Whether you are the betrayed partner or the betrayor, infidelity packs a seriously traumatic emotional wallop that requires professional therapy and support. This site is not rooted in science; its not moderated by counselors and anything goes. Its a super-charged powder keg of raw emotion and opinions. The fact that divorcees are offering advice on how to save your marriage from destruction should be your first hint this site is bad news. Group think and anonymous bullying abounds. You either agree with what the group says or you get trounced. Dont dare challenge folks or call BS on their logic youll get banned. There are some high profile martyrs who think they know-it-all and viciously Attack others who are vulnerable and hurting. The site clearly has an anti-counselor/anti-faith bias. Theres a reason every LMFT, PCC, LISW and psychologist Ive talked to has warned me of the site. Sure, theres a handful of people who are genuinely caring and offer support. The vast majority of members, though, attempt to (unfairly and incorrectly) diagnose complete strangers with mental and personality disorders. They add to the trauma both partners are experiencing and offer seriously dangerous and damaging advice that no counselor would provide. When your marriage is on the brink, the worst thing you can do is detach emotionally and physically, yet that is the basis of the 180 mind control philosophy pushed by this site. Members openly encourage betrayed spouses to file divorce to play mind games and control their wayward spouse. They encourage ridiculously controlling and offensive actions such as polygraphs, infidelity funds and Post-nips. They freely offer legal opinions not understanding every state and country is different. Do yourself a favor and invest in a good affair recovery therapist. And Read Not Just Friends by Dr. Shirley Glass and How to Help Your Spouse Heal from Your Affair. You'll spare yourself heart-wrenching angst and min warping drama. What else do you expect from a group of loosely moderated, angry, bitter people empowered by anonymity? This isn't therapy. Its a scam for the site operators to make money off hurting people.
UPDATE: Well in case anyone had any doubts about the validity of my review and characterization of the types of attitudes and personalities at play on SurvivingInfidelity.com... along comes "Kate C." to attack me personally. That alone should speak volumes about the type of experience that awaits users on this site.
It's bad enough that members slander and attack completely anonymous strangers on SurvivingInfidelity.com, but to bring details to an unrelated, third party site is unconscionable. It says more about who you are as a person Kate than it does me.
The bottom line is this site is clearly not for everyone. We're all different and entitled to our own perspectives and opinions. Feelings are neither right nor wrong (unless you disagree with the majority on this site!) I agree with my LPCC: this site is full of angry, revenge-minded individuals and not worth the price of rent in your head. I can only speak from personal experience, but our struggles were actually more manageable BEFORE we discovered this site. Things have spiralled out of control since we stumbled upon the site. That's what happens when you leave something as important as your marriage in the hands of complete strangers.
BTW, Kate C. -- you should know, you're wrong about several assumptions you've made. But, this is EXACTLY the type of accusatory behavior one can expect from SI, where a group of anonymous strangers from across the globe insert themselves in everyone's personal business and somehow feel morally and ethically justified in making judgments about others. I'm A) NOT a therapist and B) I don't have any other accounts (Admin can easily block IP addresses). Here's some advice: mind your own business and take care of your own problems before you meddle in other people's lives!
I do, however, work in behavioral healthcare administration and find it irresponsible and despicable the way untrained individuals toss around diagnoses and labels such as narcissist, addict, family of origin issues, etc. Such malicious posts A) destroy individual credibility and B) reflects poorly on the character of the individual making such outrageous statements about complete strangers.

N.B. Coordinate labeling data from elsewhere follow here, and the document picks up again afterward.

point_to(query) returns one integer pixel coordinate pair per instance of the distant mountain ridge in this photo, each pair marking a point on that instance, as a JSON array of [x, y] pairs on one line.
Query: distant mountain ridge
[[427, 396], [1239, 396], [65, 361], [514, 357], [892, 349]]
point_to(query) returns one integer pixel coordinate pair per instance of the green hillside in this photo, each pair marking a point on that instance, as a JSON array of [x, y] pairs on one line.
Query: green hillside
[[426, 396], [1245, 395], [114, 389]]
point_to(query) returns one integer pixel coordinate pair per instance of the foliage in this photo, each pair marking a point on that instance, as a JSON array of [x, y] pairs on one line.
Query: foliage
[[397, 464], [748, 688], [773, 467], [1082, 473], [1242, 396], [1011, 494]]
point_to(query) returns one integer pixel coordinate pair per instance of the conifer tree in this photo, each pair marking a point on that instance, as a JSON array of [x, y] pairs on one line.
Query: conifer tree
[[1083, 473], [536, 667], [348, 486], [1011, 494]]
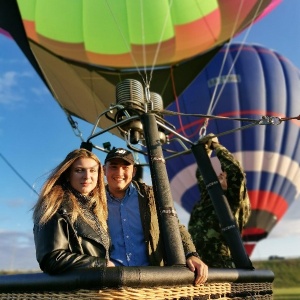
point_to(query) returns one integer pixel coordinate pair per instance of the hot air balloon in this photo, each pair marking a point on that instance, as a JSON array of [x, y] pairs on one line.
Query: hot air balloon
[[253, 81], [83, 50]]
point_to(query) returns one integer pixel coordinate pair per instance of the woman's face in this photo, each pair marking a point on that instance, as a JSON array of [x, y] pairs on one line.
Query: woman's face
[[84, 175]]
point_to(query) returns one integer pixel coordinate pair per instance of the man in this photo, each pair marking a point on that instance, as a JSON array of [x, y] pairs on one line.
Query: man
[[133, 221], [204, 224]]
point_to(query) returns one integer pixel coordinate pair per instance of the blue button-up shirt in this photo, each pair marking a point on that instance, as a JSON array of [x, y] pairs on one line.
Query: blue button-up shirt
[[125, 228]]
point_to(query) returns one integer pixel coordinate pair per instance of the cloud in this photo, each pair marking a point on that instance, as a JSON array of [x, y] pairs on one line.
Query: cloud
[[17, 251], [8, 84]]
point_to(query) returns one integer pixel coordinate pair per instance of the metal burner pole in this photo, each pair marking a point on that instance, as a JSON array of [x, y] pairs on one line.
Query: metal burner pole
[[167, 215]]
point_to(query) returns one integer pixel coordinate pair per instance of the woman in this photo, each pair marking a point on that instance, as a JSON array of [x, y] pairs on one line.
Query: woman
[[70, 217]]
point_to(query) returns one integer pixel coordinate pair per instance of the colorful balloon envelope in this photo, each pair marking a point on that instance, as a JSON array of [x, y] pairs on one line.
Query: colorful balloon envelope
[[253, 82], [82, 49]]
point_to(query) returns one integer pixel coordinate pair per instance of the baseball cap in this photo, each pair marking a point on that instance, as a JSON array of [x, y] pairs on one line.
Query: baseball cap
[[120, 153]]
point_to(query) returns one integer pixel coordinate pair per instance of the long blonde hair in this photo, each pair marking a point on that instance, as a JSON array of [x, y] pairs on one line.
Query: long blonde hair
[[54, 192]]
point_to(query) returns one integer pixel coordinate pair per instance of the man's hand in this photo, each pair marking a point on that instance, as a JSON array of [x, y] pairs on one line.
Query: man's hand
[[210, 141], [200, 269]]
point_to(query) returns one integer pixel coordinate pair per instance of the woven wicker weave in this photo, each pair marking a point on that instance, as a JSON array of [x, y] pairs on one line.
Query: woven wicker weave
[[232, 291]]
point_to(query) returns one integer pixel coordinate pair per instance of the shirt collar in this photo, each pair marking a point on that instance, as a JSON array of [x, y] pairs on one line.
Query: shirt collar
[[131, 188]]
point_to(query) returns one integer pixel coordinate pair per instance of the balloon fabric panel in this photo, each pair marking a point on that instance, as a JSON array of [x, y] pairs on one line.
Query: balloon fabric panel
[[261, 83]]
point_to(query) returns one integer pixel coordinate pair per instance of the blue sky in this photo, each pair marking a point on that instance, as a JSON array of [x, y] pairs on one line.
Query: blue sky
[[35, 136]]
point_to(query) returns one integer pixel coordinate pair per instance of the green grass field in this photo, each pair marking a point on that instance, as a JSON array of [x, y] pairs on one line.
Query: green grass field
[[287, 277]]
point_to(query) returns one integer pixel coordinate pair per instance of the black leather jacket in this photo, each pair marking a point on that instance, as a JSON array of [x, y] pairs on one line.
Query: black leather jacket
[[61, 247]]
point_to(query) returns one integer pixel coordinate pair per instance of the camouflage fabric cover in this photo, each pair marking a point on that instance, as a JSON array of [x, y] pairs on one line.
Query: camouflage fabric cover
[[204, 225]]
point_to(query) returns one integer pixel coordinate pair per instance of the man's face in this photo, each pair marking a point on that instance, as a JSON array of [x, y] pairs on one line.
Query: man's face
[[119, 174], [223, 180]]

Kate C. - Your personal attack is pathetic and sad. You completely abused the purpose of this site to attack me. Look, I'm sorry you've experienced the pain of infidelity in your life. I can't even pretend to know your circumstances (and I'm smart enough not to assume I do) but, what I do know is this: infidelity is the single-most gut-wrenching experience for all parties involved. Kate, I hope you are able to find happiness and purpose in your own life. Our days here on earth are numbered and life is too short to be angry and upset at others. I still read comments on the site (you don't have to log in to see the forums you know) and it breaks my heart to see all the sadness and brokenness in the world. I'm sure every member wishes they could go back to better times. I know I do.
Kate: I hope you feel better after attacking me. Whatever it takes to find the pathway to healing and recovery. Be well.